THFJ: What should fund managers be doing now?
DS: We are in the early days of what will be a long and complex process. While we still face a great deal of uncertainty, fund managers should be planning for some kind of realignment of their businesses, depending on where their priorities lie. Managers should ask themselves, in particular, how important their European client base is. We expect more firms to start assessing what different EU locations can offer them in respect of continued access to Europe.
Some managers, particularly those with more complex businesses, might need to push forward with reorganisation and regulatory processes now, to give themselves enough time to ensure that their businesses maintain full compliance after Brexit. Many of the banks started their planning months ago, although, as any bank reorganisations are of course likely to take longer than will be the case for most fund managers, they have less scope to wait to see how developments unfold. We would also caution against knee-jerk reactions.
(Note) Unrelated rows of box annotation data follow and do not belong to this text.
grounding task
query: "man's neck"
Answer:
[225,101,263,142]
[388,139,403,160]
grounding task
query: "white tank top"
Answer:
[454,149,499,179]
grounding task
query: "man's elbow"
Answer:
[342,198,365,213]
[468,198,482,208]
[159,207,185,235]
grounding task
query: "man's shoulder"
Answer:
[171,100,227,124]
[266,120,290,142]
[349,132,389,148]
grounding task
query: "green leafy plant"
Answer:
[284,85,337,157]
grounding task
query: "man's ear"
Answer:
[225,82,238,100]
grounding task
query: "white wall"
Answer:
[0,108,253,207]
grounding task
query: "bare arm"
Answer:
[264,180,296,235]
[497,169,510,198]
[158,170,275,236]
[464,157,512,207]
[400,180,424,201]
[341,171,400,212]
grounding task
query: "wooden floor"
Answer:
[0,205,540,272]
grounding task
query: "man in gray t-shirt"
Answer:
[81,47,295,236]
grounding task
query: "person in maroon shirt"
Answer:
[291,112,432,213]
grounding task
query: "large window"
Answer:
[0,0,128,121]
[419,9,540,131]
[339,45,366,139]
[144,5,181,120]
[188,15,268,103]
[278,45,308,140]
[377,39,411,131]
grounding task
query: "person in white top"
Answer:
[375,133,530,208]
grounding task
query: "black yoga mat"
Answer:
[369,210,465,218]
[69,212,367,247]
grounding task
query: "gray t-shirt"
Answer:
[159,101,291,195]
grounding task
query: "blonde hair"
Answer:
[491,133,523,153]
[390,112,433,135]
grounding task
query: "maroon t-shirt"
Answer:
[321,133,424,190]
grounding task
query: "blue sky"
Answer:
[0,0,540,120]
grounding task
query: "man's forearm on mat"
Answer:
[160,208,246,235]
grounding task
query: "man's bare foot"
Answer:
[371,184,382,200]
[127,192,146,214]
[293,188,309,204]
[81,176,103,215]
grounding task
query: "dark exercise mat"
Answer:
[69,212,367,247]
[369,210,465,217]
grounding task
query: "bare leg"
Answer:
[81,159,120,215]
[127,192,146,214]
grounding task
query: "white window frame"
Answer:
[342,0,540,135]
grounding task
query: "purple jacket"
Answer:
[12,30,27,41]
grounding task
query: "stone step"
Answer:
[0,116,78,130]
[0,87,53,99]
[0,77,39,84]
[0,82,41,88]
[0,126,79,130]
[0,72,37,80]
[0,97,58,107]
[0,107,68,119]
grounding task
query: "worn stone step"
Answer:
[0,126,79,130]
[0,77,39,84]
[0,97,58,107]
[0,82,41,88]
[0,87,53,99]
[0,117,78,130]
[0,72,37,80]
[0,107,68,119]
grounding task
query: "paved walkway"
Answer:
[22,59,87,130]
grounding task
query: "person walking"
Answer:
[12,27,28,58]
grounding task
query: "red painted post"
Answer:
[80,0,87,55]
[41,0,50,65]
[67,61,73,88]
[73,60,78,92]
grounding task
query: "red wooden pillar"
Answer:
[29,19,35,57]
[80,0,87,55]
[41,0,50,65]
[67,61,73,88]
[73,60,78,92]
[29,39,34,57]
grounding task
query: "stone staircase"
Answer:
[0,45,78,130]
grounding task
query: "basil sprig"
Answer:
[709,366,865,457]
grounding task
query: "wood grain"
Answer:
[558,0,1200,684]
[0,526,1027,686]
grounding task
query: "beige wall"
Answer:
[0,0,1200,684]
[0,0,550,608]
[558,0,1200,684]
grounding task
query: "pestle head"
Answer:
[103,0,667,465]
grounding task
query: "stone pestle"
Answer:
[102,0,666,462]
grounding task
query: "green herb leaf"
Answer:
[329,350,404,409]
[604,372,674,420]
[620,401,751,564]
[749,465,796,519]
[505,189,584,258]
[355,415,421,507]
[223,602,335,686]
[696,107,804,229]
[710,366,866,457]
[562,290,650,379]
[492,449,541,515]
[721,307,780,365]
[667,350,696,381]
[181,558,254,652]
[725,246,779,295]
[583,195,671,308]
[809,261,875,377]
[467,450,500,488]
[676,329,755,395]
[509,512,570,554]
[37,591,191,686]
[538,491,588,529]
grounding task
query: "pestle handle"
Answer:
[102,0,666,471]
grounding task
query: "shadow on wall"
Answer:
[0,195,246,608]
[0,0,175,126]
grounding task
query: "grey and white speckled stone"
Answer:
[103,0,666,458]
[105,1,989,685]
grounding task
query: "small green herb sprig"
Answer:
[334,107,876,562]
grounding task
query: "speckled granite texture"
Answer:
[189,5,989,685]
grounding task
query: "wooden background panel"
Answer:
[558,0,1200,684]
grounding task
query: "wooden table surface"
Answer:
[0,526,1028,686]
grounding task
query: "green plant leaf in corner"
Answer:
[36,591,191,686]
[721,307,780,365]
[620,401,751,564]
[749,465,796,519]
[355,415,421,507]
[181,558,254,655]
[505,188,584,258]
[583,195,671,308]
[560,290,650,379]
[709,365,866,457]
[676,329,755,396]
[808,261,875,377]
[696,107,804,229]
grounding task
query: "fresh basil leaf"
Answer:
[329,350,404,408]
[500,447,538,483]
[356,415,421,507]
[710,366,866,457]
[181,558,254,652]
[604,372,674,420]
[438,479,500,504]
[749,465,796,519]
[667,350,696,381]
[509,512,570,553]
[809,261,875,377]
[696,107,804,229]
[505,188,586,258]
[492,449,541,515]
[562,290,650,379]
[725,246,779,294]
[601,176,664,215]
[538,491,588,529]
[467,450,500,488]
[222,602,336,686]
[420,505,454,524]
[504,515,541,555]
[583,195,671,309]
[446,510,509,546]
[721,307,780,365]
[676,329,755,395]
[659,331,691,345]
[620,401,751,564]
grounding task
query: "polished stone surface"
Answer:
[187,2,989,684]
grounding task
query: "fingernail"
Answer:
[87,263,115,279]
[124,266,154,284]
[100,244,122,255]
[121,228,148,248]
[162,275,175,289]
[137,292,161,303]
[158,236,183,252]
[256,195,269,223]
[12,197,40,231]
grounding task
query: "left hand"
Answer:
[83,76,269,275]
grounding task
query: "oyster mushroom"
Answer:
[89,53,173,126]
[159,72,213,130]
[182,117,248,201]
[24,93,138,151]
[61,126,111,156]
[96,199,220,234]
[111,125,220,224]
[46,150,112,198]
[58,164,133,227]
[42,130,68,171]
AM: It is also important not to forget that Article 50 has not yet been invoked, and the Brexit process will be a reasonably long one. In the meantime, business can still be done in the EU in exactly the same way as it is now.
DS: Ultimately, it is to be hoped that some form of common sense system of regulation and passporting will come out of any talks, allowing the asset management sector to continue to do business with a minimum of disruption.